Ludwig began by teaching his daughter lines from his favorite Shakespeare comedies. He then expanded his teachings to the tragedies and included his young son. "The key to introducing Shakespeare" writes Ludwig, "so that it doesn't feel daunting and yet has real integrity is to memorize it." Ludwig starts with just a few words, then a few lines and finally whole speeches. "The point is, Shakespeare is like a foreign language, in order to know it we need to understand every word, then practice until we feel comfortable," he writes.
For example, start with "I know a bank where the wild thyme blows," from "A Midsummer Night's Dream." Ludwig suggests children repeat the line four or five times, maybe exaggerate the sounds or do it in a funny accent and voila, a bit of Shakespeare they won't forget. From there, move on to larger and larger passages. In the beginning, he suggests making a game of it, have the children exaggerate the sounds such as the long "o" in "know" or "blows." Parents can make it a contest to see who can exaggerate the sound more. "Silly, yes," he says. "But I doubt that they'll ever forget the line after this." In general, Ludwig states, "Remember, always, always make the memorization a game for your children. Chest tones, patty-cake, marching, shouting, acting, wearing hats and cloaks, contests, bets, painting on mustaches, bribery by chocolate, whatever it takes."

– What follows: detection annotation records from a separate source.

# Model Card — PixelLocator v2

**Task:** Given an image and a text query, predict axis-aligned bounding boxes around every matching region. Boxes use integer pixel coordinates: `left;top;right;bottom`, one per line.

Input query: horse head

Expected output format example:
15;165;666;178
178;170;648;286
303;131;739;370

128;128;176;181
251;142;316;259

Ludwig and his children memorized 25 Shakespearean passages together, from Oberon's plot against Titania in "A Midsummer Night's Dream" to Prospero's speech in "The Tempest." He writes that while educating his children on the subject of Shakespeare, he spent invaluable time with them. Learning passages and discussing their meaning with his kids provided them with hundreds of hours of one-on-one time that they otherwise might not have shared.
The book's tone is passionate. Ludwig explains why one would even bother to teach their kids Shakespeare. Shakespeare is a learning tool, he says, something for children to lean on and gain confidence from as they grow up. We quote Shakespeare to articulate universal truths or sentiments. Riffing on Falstaff's wit, Ludwig goes on to say that "Shakespeare is not only creative in himself — he is the cause of creation in other writers." Being able to read Shakespeare's work with intelligence and understanding will enrich children's lives and inspire them to write.
Ludwig's process, from memorization techniques to tips on explaining the plays, verse, images and characters, is laid out in simple steps with plenty of examples that work for teachers, parents or anyone interested in a fun way to learn about Shakespeare's plays. The book also includes exercises on characterization, metaphor and acting tips, and a list of additional resources.
Whether or not you're a Shakespeare lover, Ludwig's memorization techniques can enhance understanding of any type of literature. He writes, "In order to memorize something, you have to be very specific and honest with yourself. You have to work slowly and you have to understand every word of what you memorize." He laments that the tradition of memorization, once a pillar of academic education, "has faded from our lives and something powerful has been lost."